Your Attitude Toward Your Pubic Hair Impacts Your Sexual Health
A 2017 study looked at women’s perceptions of their genitals and found that women most commonly were concerned about genital odor, amount and texture of pubic hair, and fears about reactions by others. Several women in the study made derogatory comments about their bodies, such as saying that their genitals are “weird,” “foreign,” or “creepy-looking.” One participant discussed her genitals by saying, “they kind of gross me out… it just makes me feel really uncomfortable… I pretend it is not there.” The study found that negative self-image and detachment from our own genitals were associated with less motivation to avoid risky sexual behavior and underuse of gynecological exams.

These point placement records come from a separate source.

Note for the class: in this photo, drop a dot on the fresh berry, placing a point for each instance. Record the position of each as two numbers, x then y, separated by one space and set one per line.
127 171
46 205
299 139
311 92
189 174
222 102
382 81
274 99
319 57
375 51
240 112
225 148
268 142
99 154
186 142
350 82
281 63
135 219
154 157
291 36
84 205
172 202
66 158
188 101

Find What Sparks Joy...Down There.
If this sounds like your experience, I want you to know that you are not alone. From the time we are born, the patriarchy conditions women to feel shame and embarrassment about how their bodies look and what their bodies do. Rather than focusing so much on making our vulvas desirable for others, I would encourage each of you to cultivate a relationship with your pubic hair. Regardless of how you choose to groom them, thank your pubes for the protection they give you, and love them as a natural part of your body! From there, think about what feels best for you and go for it! Maybe it’s a bush, maybe it’s a landing strip, or maybe it is a full Brazilian wax. Whatever you choose, know that this is a personal decision left entirely up to you.
Fudge, M. C. & Byers, E. S. (2017). An exploration of the prevalence of global, categorical, and specific female genital dissatisfaction. The Canadian Journal of Human Sexuality. 26, 2: 112-121.
Osterberg, E.C., Gaither, T. W., Awad, M. A., et al. (2017). Correlation between pubic hair grooming and STIs: Results from a nationally representative probability sample. Sexually Transmitted Infections. 93: 162-166.